Al arribar a la estación Santa Fe, tuve la posibilidad de saborear las afamadas frutillas maduras cosechadas en Coronnda, que allí vendían. Las fui saboreando una a una lentamente. Pero como todo no es placer y nada es eterno, sucumbí en la degustación. Una vez reiniciada la marcha, un hombre gauchesco se quitó sus alpargatas, descalzándose  para reposar los pies.   Efectivamente, sus pies descansaron, el resto del pasaje no. La Hediondez sofocó a todos los pasajeros.   Las cabezas salían por las ventanillas a riesgo de perderlas por el camino.   El inspector junto con el guarda, tuvieron que sugerirle con rigor al cristiano que se pusiera el calzado campestre, de lo contrario peligraba su estadía abordo del tren, como consecuencia de un linchamiento. Gracias a Dios, en ese vagón  viajaba un hombre maduro que nunca dejó de fumar su cachimba. Si bien detesto el tabaco, en este caso lo ponderaba ya que oficiaba de buen sanador antiséptico.

Una vez adaptado a las circunstancias, todo era aguantable hasta que el llamado de las necesidades fisiológicas hacía de las suyas. Ir al baño significaba toda una aventura. Había que adquirir la habilidad para saltar al estilo “mariposa”, es decir lograr el objetivo de caer con los pies sobre el sanitario con el tren en movimiento. El asunto era abrir la puerta, tomar suficiente aire e impulso y con un salto mortal tratar de caer sobre el inodoro. De lo contrario, si los pies llegaban a tocar el piso del baño, significaba sucumbir al contacto con pestilentes regalitos o charcos de ácido úrico. Como suele ser habitual, los usuarios ingresaban con un diario, aunque el interés no era la lectura sino abanicarse y asistir la respiración.

Mientras tanto, al mejor estilo campestre y familiar, se compartía un poco de vino, el mate, el chipá y  las tortas fritas. Las personas más finas y atrevidas alquilaban al servicio de abordo una almohada, las que aparentaban ser de dudosa pulcritud, ya que solían portar huéspedes “pedículos” que anidaban en su relleno.

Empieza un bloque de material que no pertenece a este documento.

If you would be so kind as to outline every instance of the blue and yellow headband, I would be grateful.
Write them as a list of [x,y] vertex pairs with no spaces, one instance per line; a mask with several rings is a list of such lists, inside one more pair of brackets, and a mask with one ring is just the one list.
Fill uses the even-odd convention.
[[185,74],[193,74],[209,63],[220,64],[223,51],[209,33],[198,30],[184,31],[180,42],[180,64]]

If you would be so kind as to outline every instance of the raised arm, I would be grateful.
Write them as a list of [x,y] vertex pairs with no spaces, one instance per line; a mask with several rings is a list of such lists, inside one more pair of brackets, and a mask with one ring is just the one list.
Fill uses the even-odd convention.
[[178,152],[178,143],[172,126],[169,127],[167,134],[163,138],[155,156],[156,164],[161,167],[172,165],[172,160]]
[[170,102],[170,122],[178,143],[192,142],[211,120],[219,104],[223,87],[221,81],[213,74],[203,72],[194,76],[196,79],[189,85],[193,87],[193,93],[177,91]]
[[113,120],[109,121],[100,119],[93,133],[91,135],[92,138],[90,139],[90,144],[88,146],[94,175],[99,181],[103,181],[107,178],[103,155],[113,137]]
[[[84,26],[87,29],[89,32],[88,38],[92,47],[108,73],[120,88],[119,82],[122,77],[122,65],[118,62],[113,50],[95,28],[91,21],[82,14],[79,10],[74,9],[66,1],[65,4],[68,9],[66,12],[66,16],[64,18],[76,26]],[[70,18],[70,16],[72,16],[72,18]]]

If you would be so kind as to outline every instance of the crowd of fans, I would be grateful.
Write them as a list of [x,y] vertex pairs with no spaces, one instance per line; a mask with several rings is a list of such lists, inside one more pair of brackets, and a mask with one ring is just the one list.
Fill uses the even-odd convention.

Un par de enormes radio grabadores a casetes disputaban la tendencia tradicionalista por un lado, reproduciendo infinidad de acordes chamameseros, mientras el otro de la nueva onda, lo hacía con El Cuarteto Imperial y Los Wawancó. El triste problema era quedar cautivo entre ambos aparatos. Todo era parte de la diversión y lo mejor de esto resultaba la gratuidad, no había que pagar extra alguna. Realmente valía la pena viajar dentro de aquel enorme gusano de hierro.   El suave cabalgar de sus ruedas sobre las vías, el vaivén, el monótono ruido de todo su cuerpo en movimiento era relajante.   El paisaje a través de las ventanillas entre las polvaredas me entretenía y alegraba muchísimo: campos, casitas, pampas,  polvaredas, lagunas, campos, tierra, vaquitas, llanuras, ranchitos, polvaredas, campos,  extensiones, sembradíos, tierra, alambrados, polvaredas, casitas campestres, campos, polvaredas, campos, polvaredas, campos… todo formaba parte del entretenimiento ¡Qué manera de divertirme a lo grande!

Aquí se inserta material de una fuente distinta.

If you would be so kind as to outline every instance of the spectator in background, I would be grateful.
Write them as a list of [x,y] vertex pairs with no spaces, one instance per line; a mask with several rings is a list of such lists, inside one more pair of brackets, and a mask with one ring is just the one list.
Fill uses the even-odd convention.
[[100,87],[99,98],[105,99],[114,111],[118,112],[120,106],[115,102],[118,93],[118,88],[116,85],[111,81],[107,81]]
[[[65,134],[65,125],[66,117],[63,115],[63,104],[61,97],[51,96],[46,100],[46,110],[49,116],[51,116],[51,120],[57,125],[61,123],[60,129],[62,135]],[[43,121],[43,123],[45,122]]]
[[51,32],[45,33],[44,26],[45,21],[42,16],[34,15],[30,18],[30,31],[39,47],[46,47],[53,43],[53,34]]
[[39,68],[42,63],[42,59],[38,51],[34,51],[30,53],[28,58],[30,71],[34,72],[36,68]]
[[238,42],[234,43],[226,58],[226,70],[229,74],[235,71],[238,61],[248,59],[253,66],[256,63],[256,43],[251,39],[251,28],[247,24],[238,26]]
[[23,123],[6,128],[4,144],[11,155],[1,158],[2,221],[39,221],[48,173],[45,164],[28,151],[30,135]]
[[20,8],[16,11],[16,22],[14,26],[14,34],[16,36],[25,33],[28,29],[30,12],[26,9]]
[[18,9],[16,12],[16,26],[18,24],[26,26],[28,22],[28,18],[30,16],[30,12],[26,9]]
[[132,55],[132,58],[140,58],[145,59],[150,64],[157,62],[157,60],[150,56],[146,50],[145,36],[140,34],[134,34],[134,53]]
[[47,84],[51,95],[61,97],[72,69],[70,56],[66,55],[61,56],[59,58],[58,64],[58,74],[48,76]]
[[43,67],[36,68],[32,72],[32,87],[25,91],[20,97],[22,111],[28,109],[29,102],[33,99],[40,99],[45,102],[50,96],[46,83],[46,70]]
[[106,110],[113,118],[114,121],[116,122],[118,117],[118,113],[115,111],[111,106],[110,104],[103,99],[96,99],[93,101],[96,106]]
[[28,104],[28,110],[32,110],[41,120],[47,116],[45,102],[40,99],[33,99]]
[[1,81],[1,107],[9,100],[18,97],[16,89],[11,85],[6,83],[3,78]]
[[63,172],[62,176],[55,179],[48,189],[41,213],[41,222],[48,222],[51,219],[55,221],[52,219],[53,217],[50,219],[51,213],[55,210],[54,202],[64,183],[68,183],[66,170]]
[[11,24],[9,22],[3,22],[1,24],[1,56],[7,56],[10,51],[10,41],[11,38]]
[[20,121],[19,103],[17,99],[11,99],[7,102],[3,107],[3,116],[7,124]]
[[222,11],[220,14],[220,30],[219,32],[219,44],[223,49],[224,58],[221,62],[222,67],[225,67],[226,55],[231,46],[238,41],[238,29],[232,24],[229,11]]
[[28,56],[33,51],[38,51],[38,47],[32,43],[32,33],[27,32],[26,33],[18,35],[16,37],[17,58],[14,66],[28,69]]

Así llegamos a destino luego de veintiséis horas de desventura y en un estado de higiene calamitoso. Fui recibido por un matrimonio anfitrión que me esperaba para llevarme hasta el pueblo de General Pinedo donde residían. Tomé mis cosas y salí apresurado a tomar un taxi como para terminar la tortura lo antes posible. Pero aún me restaba una sorpresa: el trayecto final lo haríamos en una jardinera (carro) tirado por un caballo. Aunque para entonces un poquito de polvo más, era lo mismo.

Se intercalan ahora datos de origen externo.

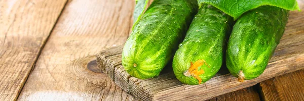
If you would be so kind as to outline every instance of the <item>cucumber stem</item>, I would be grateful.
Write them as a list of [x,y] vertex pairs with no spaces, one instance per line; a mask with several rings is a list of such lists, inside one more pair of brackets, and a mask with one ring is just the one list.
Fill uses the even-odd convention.
[[200,70],[199,70],[199,67],[203,65],[204,64],[210,68],[209,66],[206,63],[206,61],[203,60],[199,60],[196,61],[194,64],[191,62],[190,63],[190,67],[184,72],[184,75],[187,77],[192,76],[199,81],[199,84],[200,84],[201,83],[202,83],[202,78],[199,76],[205,73],[205,71],[202,69],[201,69]]
[[239,72],[239,74],[238,74],[239,77],[238,77],[238,81],[240,82],[244,82],[245,79],[245,76],[244,75],[244,73],[243,73],[243,71],[240,70]]

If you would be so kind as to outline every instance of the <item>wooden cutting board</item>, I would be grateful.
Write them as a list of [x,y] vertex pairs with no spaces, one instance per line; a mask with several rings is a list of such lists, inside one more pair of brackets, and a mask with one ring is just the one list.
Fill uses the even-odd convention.
[[[304,9],[304,5],[300,8]],[[139,100],[203,100],[251,86],[265,80],[304,69],[304,12],[290,12],[280,43],[263,73],[243,82],[231,75],[223,66],[205,83],[182,84],[168,65],[160,75],[142,80],[131,76],[121,64],[123,45],[101,51],[96,55],[99,68],[125,91]]]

Pasé varios días disfrutando de una calma profunda que no conocía, como fue el dormir en un catre a la intemperie bajo la luna que oficiaba de velador, flanqueado por el canto de sapos y grillos por doquier. También aproveché de las típicas comidas como el pan casero al horno de barro, la mazamorra, el locro, el puchero, parrilladas de pollo, chivito o de cualquier bicho que se acercara, ya que en esos pagos todo iba a parar al asador, como dice la canción. Se vivía una situación en particular, porque eran épocas de cosecha del algodón, entonces casi todos los hombres y algunos con su familia se trasladaban a las zonas de recolección. Esto provocaba que muchas mujeres quedaran solas en sus casas del pueblo. Mi sacrificado espíritu protector, solidario, guitarrero y cantor, me llevaba a serenatear a esa gente que permanecía triste y aburrida, con el fin de consolarlas. Así me invitaban a comer, a compartir el mate y cantar para sobrellevar la congoja de las ausencias… ¡Qué manera de comer, Señor! ¡Que bien la pasábamos cantando y cantando!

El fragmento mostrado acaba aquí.